Aldana la labriega y Abdel el mozo de mulas, hoy no llegarán a tiempo. En el campo desde el amanecer, se miran con ardor hasta la media tarde, mientras los segadores cortan las espigas, atan las gavillas y las cargan en el carro que la mula arrastra de memoria una y otra vez hasta el molino, mientras Abdel, con las riendas flojas en la mano, tiene el cogote duro de mirar hacia atrás, hipnotizado por la nuca, los rizos dorados y las ancas de su muchacha.
Ahora cae la tarde y los campesinos caminan alegremente de regreso a la ciudad escondida en el rocío.
Los adolescentes enamorados se van retrasando hasta que el bullicioso grupo desaparece de la vista.

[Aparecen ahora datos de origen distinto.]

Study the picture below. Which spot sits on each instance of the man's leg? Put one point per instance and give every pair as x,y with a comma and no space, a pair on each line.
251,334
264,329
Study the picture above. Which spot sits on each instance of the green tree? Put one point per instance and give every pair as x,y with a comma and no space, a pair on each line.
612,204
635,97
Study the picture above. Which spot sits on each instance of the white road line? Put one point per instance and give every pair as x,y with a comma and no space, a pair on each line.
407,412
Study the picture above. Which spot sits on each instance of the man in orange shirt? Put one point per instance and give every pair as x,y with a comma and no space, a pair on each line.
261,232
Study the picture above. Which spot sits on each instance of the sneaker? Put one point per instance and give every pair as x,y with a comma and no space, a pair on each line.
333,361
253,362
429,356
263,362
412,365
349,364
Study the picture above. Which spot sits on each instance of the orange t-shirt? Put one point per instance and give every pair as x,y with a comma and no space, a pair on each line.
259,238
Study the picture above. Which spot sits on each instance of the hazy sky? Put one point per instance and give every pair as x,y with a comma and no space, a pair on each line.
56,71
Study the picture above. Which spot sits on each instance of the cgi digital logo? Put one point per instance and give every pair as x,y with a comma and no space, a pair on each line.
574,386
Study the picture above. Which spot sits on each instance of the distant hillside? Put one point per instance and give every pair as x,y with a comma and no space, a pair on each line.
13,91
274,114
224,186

Cuando quedan solos se abrazan con pasión. No hay frenos ni límites. Juntan sus cuerpos salvajemente Nunca podrán contar con otra cosa que con este tiempo mezquino. Sus familias no aceptarán nunca su unión. Los padres de Aldana no creen en la sinceridad de la conversión de la familia de Abdel. Algo de razón tienen, los conversos musulmanes, cuando nadie los mira, dirigen sus oraciones y sus miradas a La Meca.
Los moros no pueden olvidar el aciago día del año 1328 en que las huestes de Jaime de Aragón entraron en Valencia y rompieron la calma como una piedra rompe un espejo. Ahora sólo les queda soñar con Granada, la última perla árabe.
En el barrio judío es lo mismo. En el interior de sus casas los conversos vuelven a ser judíos.
Igual que las espigadoras, los señores de la Inquisición pronto cantarán ¡Ay, ay, ay, ay, qué trabajo nos manda el Señor…! Y rimando lo imposible, recitarán como los Cruzados “A Dios rogando y con el mazo dando”.
.Por encima del árbol que cobija a la pareja, la luna espera. Ya sabe que antes del amanecer tendrá que guiar a los amantes desesperados, que ya no tienen casa ni familia, hacia el camino de Granada. Irán tomados de la mano, tropezando de tanto mirarse a los ojos. Llevarán en su flaco morral sólo unos mendrugos secos y unas naranjas, pero se tienen el uno al otro.